Will ports stay open? AAIA urges action
The Automotive Aftermarket Industry Association (AAIA) joined 107 local, state and national trade associations expressing concern over a potential East and Gulf Coast port strike.
In a letter to President Barack Obama, the groups urged immediate action by the White House to ensure that the lack of progress in ongoing labor contract negotiations between the International Longshoremen’s Association (ILA) and the U.S. Maritime Alliance, LTD (USMX) does not result in a strike.
(The latest talks between the parties broke down Dec. 18, 2012, less than two weeks before the current contract expires on Dec. 29.)
The coalition undersigning the letter was comprised of associations representing United States manufacturers, farmers, wholesalers, retailers, importers and transportation and logistics providers.
“As imports are a large and critical portion of the automotive aftermarket, a port strike threatens our industry’s supply chain and could cause serious economic harm to many of our members and their customers,” says Kathleen Schmatz, AAIA CEO and president. “We urge the president to take any action necessary to avert a strike and ensure the continued competitiveness of our industry.”
In the letter, the undersigned believe the issues will only be resolved if both parties remain at the negotiating table until a deal is reached.
"We applaud the parties for agreeing to use a federal mediator over the last several months. However, even with the mediator there has been very little progress. Failure to reach an agreement resulting in a coast wide shutdown will have serious economy-wide impacts.
"The region, particularly the Northeast, is still recovering from the tragic effects of
superstorm Sandy.
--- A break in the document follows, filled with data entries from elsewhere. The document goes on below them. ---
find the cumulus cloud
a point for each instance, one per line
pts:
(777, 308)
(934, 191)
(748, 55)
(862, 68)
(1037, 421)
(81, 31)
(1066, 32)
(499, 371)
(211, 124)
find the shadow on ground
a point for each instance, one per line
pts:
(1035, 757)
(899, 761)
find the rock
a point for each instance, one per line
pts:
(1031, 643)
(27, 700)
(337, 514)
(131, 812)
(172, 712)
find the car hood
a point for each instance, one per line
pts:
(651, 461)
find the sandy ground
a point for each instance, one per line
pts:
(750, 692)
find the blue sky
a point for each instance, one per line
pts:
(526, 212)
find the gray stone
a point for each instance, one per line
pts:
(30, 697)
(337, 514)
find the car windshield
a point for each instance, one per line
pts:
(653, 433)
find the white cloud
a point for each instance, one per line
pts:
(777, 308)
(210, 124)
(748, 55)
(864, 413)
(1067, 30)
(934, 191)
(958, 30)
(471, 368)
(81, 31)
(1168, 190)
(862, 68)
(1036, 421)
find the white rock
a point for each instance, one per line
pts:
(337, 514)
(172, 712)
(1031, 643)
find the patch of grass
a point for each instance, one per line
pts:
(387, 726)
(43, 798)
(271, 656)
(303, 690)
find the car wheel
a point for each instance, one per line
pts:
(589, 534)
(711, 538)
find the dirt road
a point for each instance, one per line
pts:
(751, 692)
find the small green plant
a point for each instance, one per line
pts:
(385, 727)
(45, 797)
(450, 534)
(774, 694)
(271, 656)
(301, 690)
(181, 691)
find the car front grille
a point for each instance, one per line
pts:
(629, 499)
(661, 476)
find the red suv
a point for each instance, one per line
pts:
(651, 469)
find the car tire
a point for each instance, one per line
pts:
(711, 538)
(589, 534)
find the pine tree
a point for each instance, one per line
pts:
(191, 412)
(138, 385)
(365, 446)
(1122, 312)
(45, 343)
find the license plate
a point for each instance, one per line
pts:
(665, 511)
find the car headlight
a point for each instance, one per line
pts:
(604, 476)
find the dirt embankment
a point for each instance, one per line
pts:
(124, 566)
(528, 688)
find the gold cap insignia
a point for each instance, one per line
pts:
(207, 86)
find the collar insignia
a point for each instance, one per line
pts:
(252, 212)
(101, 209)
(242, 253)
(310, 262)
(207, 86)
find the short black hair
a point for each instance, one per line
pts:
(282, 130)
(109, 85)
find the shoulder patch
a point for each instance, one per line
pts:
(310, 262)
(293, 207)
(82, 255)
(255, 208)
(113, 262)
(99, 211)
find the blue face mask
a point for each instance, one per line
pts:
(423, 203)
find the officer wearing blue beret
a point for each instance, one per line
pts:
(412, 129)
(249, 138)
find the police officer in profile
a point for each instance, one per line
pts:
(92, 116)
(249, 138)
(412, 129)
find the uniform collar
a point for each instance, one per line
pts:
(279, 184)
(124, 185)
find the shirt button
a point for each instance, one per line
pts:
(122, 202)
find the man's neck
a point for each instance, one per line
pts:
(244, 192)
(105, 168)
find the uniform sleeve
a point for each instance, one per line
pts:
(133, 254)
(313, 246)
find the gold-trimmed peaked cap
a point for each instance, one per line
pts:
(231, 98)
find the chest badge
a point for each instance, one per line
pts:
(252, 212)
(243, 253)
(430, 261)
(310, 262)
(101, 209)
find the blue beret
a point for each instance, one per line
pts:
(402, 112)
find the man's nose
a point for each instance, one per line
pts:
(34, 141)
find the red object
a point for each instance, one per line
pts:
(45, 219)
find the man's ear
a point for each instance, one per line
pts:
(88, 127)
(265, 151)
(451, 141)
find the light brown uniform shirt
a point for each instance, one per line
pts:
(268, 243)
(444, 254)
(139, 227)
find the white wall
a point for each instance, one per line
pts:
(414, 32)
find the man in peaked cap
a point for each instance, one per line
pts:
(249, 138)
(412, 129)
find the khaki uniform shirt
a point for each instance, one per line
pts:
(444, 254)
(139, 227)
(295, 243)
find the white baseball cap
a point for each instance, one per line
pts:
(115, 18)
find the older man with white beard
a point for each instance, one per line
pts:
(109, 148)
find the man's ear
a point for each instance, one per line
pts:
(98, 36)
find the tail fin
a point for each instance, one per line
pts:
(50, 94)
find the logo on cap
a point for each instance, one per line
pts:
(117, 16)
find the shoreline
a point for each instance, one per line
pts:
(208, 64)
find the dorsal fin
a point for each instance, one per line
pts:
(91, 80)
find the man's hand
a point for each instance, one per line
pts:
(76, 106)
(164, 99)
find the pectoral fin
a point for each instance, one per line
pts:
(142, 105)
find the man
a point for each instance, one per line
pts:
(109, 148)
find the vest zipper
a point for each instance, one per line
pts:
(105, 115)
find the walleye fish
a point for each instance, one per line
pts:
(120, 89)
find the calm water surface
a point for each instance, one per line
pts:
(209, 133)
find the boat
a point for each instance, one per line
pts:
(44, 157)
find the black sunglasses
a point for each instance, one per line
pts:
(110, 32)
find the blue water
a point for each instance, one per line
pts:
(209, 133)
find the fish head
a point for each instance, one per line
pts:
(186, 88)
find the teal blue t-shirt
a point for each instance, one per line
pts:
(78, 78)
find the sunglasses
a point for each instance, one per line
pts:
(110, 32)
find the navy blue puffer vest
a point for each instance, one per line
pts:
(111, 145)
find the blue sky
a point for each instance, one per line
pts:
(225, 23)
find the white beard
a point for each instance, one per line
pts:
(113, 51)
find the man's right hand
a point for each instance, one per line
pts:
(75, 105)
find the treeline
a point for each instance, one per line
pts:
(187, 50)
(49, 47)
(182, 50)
A port strike or other shutdown will only add to the economic devastation already felt by the region. Just the threat of a shutdown impacting the East Coast and Gulf Coast ports creates a level of uncertainty in a fragile economic climate which has forced many businesses to once again enact contingency plans that come at a significant cost to jobs and our economic competitiveness.
"The West Coast lockout 10 years ago cost the U.S. economy $1 billion a day and took
over six months to recover from. The East Coast and Gulf Coast ports and their customers cannot afford a similar situation."